Confinado en el penal del fin del mundo, denunció en sus cartas las torturas que recibió en el presidio: le negaban la lectura que a otros se le permitía, lo mantenían a pan y agua durante un mes, palizas, largos periodos incomunicado. En 1917 logró fugarse del penal, pero fue detenido cerca de Punta Arenas. En 1930, Yrigoyen lo indultó, pero lo expulsaron del país a Montevideo. Su vida siguió en el camino de la lucha: la Guerra Civil Española, las luchas obraras en México, donde murió de un infarto en 1956.



Asesinos múltiples y seriales

En el lugar lo presentan como el “preso más famoso” que pasó por las celdas del fin del mundo. Cayetano Santos Godino, “El Petiso Orejudo”, quemó los párpados de una beba de 22 meses, enterró viva a una nena de tres años; a los 15 años, ahorcó a un chico de 13 con la cuerda con la que sujetaba sus pantalones. Pasó tres años en la colonia de menores de Marcos Paz. Al salir incendió la estación de tren y una bodega. El fuego era una de sus armas preferidas: el vestido de una nena de 5 años fue su objetivo, la chica agonizó durante 16 días y murió. Fue declarado mentalmente insano: en el hospicio de Mercedes atacó a dos enfermeros y a dos pacientes lo trasladaron a la Penitenciaria Nacional hasta que en 1922 fue enviado a Ushuaia. Nadie hablaba con él allí. Dicen que solo Radowitzky se le acercaba. Fue violado y golpeado por sus compañeros. También sometido a una operación que le redujo las orejas donde, decían, se alojaba su maldad. En 1944 murió. La leyenda que rodea su muerte dice que el cadáver desapareció del cementerio del presidio.
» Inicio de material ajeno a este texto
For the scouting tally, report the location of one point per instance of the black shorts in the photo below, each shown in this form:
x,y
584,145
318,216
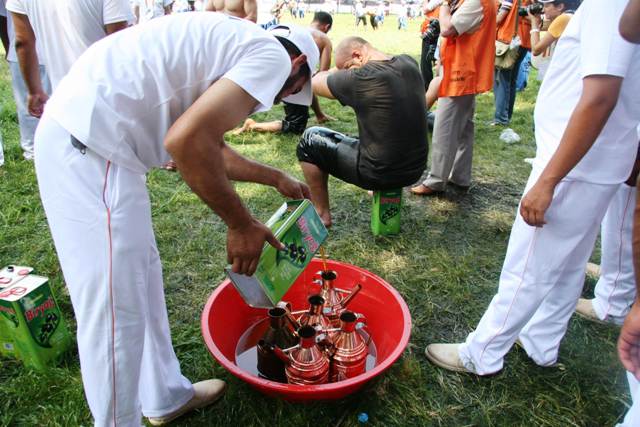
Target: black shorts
x,y
333,152
296,118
El mismo año en que el Petiso Orejudo llegó a Ushuaia, Mateo Banks –estanciero de Azul, viceconsul de Gran Bretaña y representante de la firma Studebaker– asesinó con su Winchester a su hermano y su familia para quedarse con los campos. Perdido por el juego, dilapidó fortunas. Fue condenado a prisión perpetua. En Ushuaia se lo conoció como “El Místico”: rezaba todo el día y daba sermones religiosos que le valieron la burla de muchos de sus compañeros. Banks quedó en libertad en 1944. Viajó a Buenos Aires y se alojó en una pensión. El día que llegó, se registró como Eduardo Morgan, y se fue a su habitación. Tomó un baño: resbaló en la bañadera y murió desnucado.

Perón y la “Libertadora”

“Es propósito del Gobierno seguir humanizando el régimen carcelario”, dice el decreto 7577 del 21 de marzo de 1947 con el que el presidente Juan Perón cierra el presidio de Ushuaia y entrega el edificio a la Marina para crear una base naval. Los argumentos: la imposibilidad de que los presos alojados allí tengan un trato igualitario con los que estaban alojados en otros penales; el clima hostil para presos y guardias; la desnaturalización de la “finalidad readaptativa de la pena”, entre otros. Con el golpe de Estado de 1955, el lugar volvería a tener en sus pabellones reclusos: peronistas perseguidos. Héctor J. Cámpora, Guillermo Patricio Kelly y el empresario Jorge Antonio fueron algunos de los nombres que por entonces pasaron por allí. En Ushuaia dicen que lograron escapar del penal rumbo a Chile donde pidieron asilo político. Esto, como tantas otras anécdotas, es parte de la historia mítica del presidio. El hecho existió, en 1957, pero ocurrió en el penal de Río Gallegos.